CommonSense Reason Generation

In this repository we are looking at the task of generating reasons explaining why a statement is against common-sense.

I.e. given an input "He eats the submarine." the model should return something along the lines of "Submarines are not edible.".

We follow the challenge given in SemEval 2020 Task C.

Quickly Try Our Repo Out

We have produced a python notebook allowing for a quick look around some main features of this repo at JUSTers/colab_quick_start.ipynb.

Installation

git clone https://github.com/FredericOdermatt/NLP_commonsense

Inside NLP_commonsense install the submodules KaLM (our fork) and fairseq

git submodule update --init

To have clean environments we use conda, install miniconda from the official website

wget https://repo.anaconda.com/miniconda/Miniconda3-latest-Linux-x86_64.sh
chmod +x Miniconda3-latest-Linux-x86_64.sh
./Miniconda3-latest-Linux-x86_64.sh

restart shell to make conda work after conda init

Create an environment for the project

conda create -n nlp_env python=3.7.4
conda activate nlp_env

Install torch 1.4.0

conda install pytorch==1.4.0 torchvision==0.5.0 -c pytorch

Install fairseq which is a submodule of the cloned gitrepo.

pip install -e fairseq

Install other requirements

pip install -r requirements.txt
conda install --file requirements_conda.txt

To download the nltk extensions 'punkt' and 'wordnet' (for MeteorScore) execute the provided script.

chmod +x setup_nltk.sh
./setup_nltk.sh

JUSTers

Training on Google Colab - JUSTers

Google Colab has some GPUs that provide up to either 16 or even 25 Gb of GPU RAM. To train high batch-sizes we provide a python-notebook on google colab.

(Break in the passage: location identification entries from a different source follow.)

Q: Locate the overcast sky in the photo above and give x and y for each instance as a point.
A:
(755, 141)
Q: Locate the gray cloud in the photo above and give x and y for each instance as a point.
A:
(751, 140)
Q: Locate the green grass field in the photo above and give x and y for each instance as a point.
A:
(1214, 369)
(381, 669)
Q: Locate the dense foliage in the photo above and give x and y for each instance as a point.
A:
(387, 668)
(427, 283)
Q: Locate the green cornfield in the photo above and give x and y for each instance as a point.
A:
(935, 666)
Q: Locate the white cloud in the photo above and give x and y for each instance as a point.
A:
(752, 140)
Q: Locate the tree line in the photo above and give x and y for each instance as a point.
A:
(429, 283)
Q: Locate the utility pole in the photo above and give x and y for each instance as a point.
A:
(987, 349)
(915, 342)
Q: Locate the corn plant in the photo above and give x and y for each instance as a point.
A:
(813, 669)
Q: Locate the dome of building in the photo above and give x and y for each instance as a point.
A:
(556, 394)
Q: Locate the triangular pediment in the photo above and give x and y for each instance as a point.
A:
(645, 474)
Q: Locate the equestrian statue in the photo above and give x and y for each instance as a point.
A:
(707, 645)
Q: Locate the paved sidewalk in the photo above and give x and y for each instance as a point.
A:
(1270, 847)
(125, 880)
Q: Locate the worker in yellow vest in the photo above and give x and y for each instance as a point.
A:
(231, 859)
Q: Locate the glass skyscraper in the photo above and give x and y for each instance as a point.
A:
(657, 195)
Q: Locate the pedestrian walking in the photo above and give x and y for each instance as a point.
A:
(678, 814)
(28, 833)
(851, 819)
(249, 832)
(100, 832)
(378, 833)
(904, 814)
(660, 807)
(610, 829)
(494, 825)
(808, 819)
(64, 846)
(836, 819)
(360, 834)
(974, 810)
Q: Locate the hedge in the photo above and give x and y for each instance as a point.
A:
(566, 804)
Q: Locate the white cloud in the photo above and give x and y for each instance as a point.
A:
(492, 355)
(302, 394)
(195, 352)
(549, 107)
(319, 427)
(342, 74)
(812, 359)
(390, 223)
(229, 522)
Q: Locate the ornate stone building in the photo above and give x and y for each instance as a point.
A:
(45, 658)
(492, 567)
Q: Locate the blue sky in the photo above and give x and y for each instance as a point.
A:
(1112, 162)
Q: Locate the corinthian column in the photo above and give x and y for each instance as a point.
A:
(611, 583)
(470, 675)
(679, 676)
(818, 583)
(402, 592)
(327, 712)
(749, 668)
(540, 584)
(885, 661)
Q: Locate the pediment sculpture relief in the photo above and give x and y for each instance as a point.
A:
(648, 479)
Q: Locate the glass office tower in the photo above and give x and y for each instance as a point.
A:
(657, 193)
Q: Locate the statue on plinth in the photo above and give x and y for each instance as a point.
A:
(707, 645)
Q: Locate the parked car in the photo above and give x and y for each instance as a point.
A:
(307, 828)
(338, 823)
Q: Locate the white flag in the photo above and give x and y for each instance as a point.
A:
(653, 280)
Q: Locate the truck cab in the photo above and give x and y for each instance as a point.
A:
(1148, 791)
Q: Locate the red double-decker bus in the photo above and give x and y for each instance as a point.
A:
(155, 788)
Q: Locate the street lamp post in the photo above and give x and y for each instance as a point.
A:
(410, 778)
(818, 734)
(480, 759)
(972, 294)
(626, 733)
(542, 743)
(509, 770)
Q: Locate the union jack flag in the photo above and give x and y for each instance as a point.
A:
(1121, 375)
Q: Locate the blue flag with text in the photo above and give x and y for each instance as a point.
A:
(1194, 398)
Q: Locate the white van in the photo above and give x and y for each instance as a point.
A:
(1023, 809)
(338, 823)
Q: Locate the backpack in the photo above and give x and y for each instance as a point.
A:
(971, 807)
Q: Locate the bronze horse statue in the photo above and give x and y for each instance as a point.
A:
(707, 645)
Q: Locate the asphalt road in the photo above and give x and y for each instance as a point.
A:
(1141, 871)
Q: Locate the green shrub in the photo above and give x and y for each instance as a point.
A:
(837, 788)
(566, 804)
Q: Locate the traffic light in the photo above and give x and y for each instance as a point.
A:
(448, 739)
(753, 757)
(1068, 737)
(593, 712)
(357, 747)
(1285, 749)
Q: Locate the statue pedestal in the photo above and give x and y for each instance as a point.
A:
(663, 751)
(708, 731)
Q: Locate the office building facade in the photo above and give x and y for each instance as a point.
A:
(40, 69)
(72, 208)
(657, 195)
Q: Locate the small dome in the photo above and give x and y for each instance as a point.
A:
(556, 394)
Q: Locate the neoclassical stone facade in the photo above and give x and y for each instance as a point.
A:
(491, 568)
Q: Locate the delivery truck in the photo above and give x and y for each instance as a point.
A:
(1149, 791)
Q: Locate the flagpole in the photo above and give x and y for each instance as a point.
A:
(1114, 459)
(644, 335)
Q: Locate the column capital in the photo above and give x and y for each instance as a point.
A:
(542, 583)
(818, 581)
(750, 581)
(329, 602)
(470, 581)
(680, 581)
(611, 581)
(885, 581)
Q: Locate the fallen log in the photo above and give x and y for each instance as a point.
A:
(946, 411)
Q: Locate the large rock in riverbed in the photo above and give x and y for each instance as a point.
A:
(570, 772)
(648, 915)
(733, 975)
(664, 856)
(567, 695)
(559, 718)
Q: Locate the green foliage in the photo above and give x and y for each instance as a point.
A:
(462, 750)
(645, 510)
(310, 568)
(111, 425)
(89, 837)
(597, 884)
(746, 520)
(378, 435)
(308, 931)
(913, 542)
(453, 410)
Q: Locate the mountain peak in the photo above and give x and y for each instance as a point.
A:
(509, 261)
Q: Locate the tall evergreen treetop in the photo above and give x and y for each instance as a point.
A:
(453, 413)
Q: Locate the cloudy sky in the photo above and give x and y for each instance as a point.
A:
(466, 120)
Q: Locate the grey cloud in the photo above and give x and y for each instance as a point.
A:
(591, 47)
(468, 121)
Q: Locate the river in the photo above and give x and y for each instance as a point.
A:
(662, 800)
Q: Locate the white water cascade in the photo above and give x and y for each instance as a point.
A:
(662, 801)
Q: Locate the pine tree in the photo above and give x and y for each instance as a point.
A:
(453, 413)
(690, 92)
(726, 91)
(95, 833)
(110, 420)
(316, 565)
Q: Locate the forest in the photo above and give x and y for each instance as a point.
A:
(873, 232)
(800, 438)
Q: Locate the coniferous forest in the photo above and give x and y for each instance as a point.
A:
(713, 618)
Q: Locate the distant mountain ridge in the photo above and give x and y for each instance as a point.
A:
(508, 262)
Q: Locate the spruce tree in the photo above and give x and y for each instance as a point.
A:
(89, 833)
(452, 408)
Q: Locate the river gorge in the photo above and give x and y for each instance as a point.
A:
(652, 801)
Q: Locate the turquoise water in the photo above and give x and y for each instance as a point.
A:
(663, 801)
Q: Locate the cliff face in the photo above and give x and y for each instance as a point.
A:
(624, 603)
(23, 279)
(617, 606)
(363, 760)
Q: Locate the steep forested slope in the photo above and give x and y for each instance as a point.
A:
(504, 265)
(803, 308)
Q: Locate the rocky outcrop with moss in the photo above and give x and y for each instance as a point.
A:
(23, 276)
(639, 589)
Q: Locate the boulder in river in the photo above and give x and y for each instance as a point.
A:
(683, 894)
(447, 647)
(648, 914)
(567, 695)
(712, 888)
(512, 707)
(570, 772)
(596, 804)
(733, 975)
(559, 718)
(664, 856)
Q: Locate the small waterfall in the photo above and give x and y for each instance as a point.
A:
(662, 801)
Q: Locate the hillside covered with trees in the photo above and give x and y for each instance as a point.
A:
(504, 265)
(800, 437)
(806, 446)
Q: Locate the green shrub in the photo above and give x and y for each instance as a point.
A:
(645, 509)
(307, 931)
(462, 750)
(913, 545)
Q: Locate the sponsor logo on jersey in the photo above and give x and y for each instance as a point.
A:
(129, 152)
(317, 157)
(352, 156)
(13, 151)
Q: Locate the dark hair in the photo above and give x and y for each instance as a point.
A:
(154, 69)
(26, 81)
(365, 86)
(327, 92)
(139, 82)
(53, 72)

Open JUSTers/colab_quick_start.ipynb directly in google colab by clicking on this link. After training on colab you can download the trained model using rsync as described in the notebook.

Training on Leonhard - JUSTers

Before running this script on the GPU, you should execute it on CPU first. This will download all needed pretrained models for the scoring methods. This might take several minutes. This has to be done only once and the GPU can be used afterwards.

The following training script only considers the data without evidence. ./train.sh OUT_DIR_NAME 16 5 5.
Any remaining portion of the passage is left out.